Lloyd – the protagonist of the film – exemplifies the ‘bored’ generation. He doesn’t have any ambitions or certain goals in his life. Living in a peculiarly quiet and peaceful town, he spends every day working at a small shop, which specializes in repairing electronic devices. However, under cover of darkness he shows his true nature – ‘almost’ like James Stewart in Rear Window Lloyd grabs his precious binoculars and snoops on [mostly naked] women living across the street. Unfortunately, his perverted presence is detected. After a few strong insults and comparatively heavy punches Lloyd is forced to move out. For an overt deviant without any previous living references finding a new home isn’t that easy. And still, when Lloyd finally moves into a narrow yet cozy apartment, his neighbor gives him an offer he [rather] can’t refuse – $100,000 for spying on a disloyal wife. This awkward yet seemingly innocent proposition is the cause for Lloyd’s gradual plunge into the depths of sick and twisted madness. His growing affection for the woman turns out to be a quick way towards total chaos. One problem creates another one, and soon Lloyd finds himself on a path with no return.

Blending what’s best in Tarantino and Rodriguez’s dark humor, Pervertigo gives a credible amount of unforeseen and entertaining twists.
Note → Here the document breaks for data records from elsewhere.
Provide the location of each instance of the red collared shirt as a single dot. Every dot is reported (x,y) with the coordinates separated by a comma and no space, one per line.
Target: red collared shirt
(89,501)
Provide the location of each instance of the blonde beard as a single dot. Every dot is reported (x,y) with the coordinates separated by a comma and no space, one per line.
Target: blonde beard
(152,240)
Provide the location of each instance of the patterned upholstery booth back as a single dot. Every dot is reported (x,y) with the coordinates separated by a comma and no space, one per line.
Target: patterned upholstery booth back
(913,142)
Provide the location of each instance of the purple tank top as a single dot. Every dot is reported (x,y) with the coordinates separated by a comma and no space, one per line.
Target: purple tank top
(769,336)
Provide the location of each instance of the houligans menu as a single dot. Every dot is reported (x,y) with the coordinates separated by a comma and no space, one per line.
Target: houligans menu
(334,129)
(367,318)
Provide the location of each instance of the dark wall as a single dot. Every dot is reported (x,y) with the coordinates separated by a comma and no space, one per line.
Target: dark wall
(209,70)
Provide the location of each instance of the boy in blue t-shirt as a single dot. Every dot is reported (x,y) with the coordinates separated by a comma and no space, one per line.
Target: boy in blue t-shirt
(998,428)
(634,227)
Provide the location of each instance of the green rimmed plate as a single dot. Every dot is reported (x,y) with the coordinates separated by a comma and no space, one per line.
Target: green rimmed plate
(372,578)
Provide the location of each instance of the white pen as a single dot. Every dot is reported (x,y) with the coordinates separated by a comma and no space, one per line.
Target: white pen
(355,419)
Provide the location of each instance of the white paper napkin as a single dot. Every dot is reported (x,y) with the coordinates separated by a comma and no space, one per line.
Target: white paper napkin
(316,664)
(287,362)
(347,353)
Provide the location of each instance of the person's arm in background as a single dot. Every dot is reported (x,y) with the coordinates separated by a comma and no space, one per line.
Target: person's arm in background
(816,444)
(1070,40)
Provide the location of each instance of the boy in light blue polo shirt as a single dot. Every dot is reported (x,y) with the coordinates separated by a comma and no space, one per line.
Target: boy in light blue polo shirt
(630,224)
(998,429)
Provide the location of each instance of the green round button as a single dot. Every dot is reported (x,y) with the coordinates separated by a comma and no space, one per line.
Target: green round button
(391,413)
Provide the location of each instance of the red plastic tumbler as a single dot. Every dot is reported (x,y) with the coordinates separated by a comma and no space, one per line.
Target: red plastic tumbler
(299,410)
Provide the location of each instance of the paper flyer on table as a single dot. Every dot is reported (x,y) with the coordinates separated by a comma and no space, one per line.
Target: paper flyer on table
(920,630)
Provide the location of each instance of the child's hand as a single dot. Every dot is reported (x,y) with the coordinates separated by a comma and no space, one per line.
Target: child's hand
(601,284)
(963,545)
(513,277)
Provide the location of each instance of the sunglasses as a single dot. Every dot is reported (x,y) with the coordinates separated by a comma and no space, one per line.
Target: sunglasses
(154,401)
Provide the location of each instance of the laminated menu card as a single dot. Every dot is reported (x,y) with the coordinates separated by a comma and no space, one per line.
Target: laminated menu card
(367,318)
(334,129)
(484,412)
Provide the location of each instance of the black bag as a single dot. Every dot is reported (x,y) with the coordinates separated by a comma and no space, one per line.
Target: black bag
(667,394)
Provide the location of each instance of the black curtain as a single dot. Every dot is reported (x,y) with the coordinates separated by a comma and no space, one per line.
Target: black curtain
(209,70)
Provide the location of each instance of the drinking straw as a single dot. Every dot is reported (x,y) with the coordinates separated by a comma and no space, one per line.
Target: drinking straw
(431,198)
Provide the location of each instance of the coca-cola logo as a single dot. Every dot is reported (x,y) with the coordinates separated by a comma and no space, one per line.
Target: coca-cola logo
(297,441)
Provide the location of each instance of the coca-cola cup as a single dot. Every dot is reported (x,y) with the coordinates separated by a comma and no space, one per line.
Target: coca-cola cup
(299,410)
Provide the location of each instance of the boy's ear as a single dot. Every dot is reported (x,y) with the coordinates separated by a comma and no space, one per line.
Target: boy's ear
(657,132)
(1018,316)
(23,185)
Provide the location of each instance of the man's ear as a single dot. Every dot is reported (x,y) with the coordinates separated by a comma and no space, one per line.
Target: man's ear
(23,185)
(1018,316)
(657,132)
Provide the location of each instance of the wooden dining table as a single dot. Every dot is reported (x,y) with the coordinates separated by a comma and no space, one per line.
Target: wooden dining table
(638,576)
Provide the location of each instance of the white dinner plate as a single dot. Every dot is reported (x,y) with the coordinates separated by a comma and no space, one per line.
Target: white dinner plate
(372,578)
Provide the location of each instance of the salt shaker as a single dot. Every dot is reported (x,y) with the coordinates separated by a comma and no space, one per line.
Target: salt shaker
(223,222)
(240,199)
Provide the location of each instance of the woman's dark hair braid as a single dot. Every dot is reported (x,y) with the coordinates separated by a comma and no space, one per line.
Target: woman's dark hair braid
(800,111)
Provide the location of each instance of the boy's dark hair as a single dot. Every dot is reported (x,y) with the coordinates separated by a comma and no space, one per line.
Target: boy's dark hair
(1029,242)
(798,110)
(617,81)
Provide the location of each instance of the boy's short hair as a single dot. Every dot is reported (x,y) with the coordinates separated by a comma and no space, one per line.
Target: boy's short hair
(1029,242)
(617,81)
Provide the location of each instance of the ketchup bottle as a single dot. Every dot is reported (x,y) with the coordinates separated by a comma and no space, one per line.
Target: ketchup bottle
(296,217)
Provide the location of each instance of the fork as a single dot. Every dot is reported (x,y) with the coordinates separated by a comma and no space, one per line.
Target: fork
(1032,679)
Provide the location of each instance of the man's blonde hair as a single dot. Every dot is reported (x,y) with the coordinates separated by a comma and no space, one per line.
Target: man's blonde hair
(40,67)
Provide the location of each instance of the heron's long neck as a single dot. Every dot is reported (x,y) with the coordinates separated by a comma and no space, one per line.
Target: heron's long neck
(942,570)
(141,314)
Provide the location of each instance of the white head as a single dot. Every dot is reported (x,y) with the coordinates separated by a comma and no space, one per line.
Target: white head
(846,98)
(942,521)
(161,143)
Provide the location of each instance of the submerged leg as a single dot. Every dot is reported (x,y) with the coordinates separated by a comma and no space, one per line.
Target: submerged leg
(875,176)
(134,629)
The film only confirms that first impressions can be greatly misleading. Many people, perfectly normal on the outside, are capable of doing very sick and awful things. After a while it becomes clear that Lloyd – even given his affection towards peeping at other people’s intimate moments – is actually the most ordinary and the most innocent guy in the crowd of many twisted and insane characters that the viewers see onscreen. Here we have a lonely nerd who loves cosplaying and irritating others around him; a killer, whose only weakness is doo-woop music; a long-legged, beautiful blonde who loves to play perverted games; a repair-shop boss who is only interested in abusing others and picking up women; and finally, a mysterious and strange neighbor who loves eating snow cones every day.

Pervertigo not only makes one laugh, but also makes one think. Think about the omnipresence of perversity in the contemporary world, and the way this picture corresponds to people’s most hidden and demoralizing needs. What’s more, this satisfying crime-comedy plays a game with the idea of cinema in general – after all, it’s safe to say that watching films is a lot like watching others without the risk of being caught.